最初(さいしょ)鍛冶(かじ)仕事(しごと)(あこが)れている、と(おも)って弟子入(でしい)りしました」

「でも、しばらくしてオリビアに()れているんだと気付(きづ)いたんです」


「どうして()れていると気付(きづ)いたんですか?」


カインはカリルに()いた。


「オリビアの仕事(しごと)姿(すがた)(かがや)いて()えました、もちろん(いま)でも(かがや)いています」

「それから…一緒(いっしょ)にいて(たの)しい、(よろこ)ばれると(うれ)しい、と気付(きづ)いたんです」


カリルの(はなし)()いてカインにも心当(こころあ)たりがある。アーレンは(うつく)しい。つまり(かがや)いている。アーレンと一緒(いっしょ)にいて(たの)しい。アーレンに(よろこ)ばれると(うれ)しい。


「あと…オリビアが無理(むり)していると心配(しんぱい)になります」

「それで(ぼく)はオリビアに()れていると気付(きづ)いたんです」


カインもアーレンがドーラゴニスに()(つぶ)されそうになった(とき)冷静(れいせい)でいられなかった。


「それで…どうしたんですか?」


(さら)にカインはカリルに()く。


「イチかバチかでプロポーズしました」


カリルの言葉(ことば)でカインの(とき)()まった。


(わたし)はもう結構(けっこう)年齢(ねんれい)だったし、(なに)()っているんだと(おも)ったよ」


オリビアが(はなし)()()ぐ。


(むかし)から鍛冶(かじ)()きだが家事(かじ)()きになれなくてな…」

(いえ)()らかっていたし、(めし)はランガに(つく)らせていた」

「それを()ったら()げると(おも)ってたんだが「家事(かじ)(ぼく)がする」と()()した」

(わたし)鍛冶場(かじば)にいる(とき)店番(みせばん)もしてくれる」

「さっきカリルが「無理(むり)していると心配(しんぱい)」と()っていたが…」

以前(いぜん)仕事(しごと)をし()ぎて鍛冶場(かじば)(たお)れた(こと)がある」

「そしたら「(からだ)(こわ)したら鍛冶(かじ)出来(でき)なくなる!」と(しか)られた」

「もう…ね、プロポーズを()けて結婚(けっこん)するしかないじゃないか」


オリビアは結婚(けっこん)までの経緯(けいい)説明(せつめい)した。カリルは()ずかしそうな(かお)をしている。


 注文(ちゅうもん)料理(りょうり)(はこ)ばれてきた。

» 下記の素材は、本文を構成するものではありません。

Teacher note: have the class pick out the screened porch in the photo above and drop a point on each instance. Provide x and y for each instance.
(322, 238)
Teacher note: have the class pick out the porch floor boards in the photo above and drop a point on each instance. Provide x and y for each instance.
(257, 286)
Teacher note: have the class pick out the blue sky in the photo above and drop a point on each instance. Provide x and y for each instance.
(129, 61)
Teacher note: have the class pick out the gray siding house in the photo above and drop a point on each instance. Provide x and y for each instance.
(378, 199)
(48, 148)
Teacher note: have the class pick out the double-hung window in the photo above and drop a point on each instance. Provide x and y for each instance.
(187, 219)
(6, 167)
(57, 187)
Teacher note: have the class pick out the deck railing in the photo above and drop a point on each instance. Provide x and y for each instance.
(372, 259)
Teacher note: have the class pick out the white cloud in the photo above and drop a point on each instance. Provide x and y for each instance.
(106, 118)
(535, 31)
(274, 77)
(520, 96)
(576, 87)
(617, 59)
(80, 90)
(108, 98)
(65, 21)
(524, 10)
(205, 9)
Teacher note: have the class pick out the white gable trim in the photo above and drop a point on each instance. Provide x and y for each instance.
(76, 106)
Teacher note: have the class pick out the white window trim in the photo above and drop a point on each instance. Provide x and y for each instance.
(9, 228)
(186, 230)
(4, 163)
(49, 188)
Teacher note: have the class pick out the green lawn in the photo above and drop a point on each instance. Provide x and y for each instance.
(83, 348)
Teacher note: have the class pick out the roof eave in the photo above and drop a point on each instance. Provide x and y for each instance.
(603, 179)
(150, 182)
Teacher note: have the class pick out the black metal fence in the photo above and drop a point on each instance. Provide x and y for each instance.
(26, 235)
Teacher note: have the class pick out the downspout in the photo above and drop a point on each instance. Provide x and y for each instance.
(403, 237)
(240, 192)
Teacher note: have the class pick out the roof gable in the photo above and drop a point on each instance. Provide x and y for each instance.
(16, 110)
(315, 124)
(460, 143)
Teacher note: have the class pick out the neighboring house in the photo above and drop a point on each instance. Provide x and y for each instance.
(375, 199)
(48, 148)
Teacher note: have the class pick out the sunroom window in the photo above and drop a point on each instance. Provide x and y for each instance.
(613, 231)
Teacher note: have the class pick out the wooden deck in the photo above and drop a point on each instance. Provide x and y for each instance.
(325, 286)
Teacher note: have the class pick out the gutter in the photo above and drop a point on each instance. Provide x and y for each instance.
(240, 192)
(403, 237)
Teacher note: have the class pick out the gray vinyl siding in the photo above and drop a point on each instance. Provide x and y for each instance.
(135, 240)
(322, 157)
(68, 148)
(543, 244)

四人(よにん)料理(りょうり)()べる。


「カリルは(わたし)不満(ふまん)がないのか?」


オリビアはカリルに()いた。


不満(ふまん)…オリビアにじゃないけど(みせ)鍛冶場(かじば)(はな)れているから…」

鍛冶仕事(かじしごと)をしているオリビアの姿(すがた)()られない(こと)かな、仕方(しかた)がないけど」


カリルの不満(ふまん)惚気(のろけ)である。惚気(のろけ)るキッカケを(つく)ってしまったオリビアは()ずかしさで(かお)()らす。

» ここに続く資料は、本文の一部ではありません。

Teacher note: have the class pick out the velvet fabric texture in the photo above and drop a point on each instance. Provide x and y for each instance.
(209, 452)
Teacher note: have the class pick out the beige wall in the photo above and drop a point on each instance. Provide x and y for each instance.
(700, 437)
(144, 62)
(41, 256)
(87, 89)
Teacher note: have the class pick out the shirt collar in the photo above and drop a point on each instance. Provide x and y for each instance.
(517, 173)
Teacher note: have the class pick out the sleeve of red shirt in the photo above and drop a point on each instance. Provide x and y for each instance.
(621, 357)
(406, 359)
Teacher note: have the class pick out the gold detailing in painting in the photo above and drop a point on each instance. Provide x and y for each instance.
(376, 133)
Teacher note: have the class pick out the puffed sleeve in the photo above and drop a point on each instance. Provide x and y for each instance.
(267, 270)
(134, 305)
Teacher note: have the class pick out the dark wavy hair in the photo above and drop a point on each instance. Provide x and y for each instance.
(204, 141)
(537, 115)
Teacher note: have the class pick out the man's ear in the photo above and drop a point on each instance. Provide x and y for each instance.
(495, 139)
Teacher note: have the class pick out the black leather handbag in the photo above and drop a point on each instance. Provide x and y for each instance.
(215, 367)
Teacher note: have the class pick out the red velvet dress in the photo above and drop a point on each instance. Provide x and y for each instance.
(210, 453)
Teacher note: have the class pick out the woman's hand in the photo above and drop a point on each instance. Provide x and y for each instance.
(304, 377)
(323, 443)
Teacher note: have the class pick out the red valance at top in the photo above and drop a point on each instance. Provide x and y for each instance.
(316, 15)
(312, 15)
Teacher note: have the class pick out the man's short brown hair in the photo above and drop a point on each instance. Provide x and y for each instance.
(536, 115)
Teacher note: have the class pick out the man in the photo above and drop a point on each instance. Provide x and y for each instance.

「そういえば(なん)(みせ)鍛冶場(かじば)(はな)れているんですか?」


アーレンが()いた。


「あぁ、それは…」

鍛冶場(かじば)五月蝿(うるさ)くなるから近所迷惑(きんじょめいわく)(かんが)えて(まち)(はず)れに(つく)らなきゃいけない」

「そして(みせ)人通(ひとどお)りの(おお)(ところ)(つく)らなきゃ(きゃく)()ないだろうって(こと)さ」


「なるほど…色々(いろいろ)(かんが)えなきゃいけないんですね」


オリビアの(はなし)にアーレンは感心(かんしん)している。


「まぁ、()んだ師匠(ししょう)(おそ)わっただけなんだけどね」

土地(とち)師匠(ししょう)から()()いでるし…」

「その時点(じてん)(はな)れてたから(はな)れてるだけってのが真実(しんじつ)さ」


オリビアは()(くわ)えた。オリビアが(おお)くの(こと)師匠(ししょう)から()()いだ(こと)()かる。

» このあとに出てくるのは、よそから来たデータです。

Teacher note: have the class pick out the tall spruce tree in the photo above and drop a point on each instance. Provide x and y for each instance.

 四人(よにん)料理(りょうり)()()えてレストランを(あと)にした。


「アーレンの(この)みを()()せたから指輪(ゆびわ)(つく)(はじ)めるぞ」


オリビアがカインの耳元(みみもと)(ささや)く。カインは(うなず)いた。オリビアとカリルは防具屋(ぼうぐや)へ、カインとアーレンは宿屋(やどや)へ、それぞれ(かえ)っていく。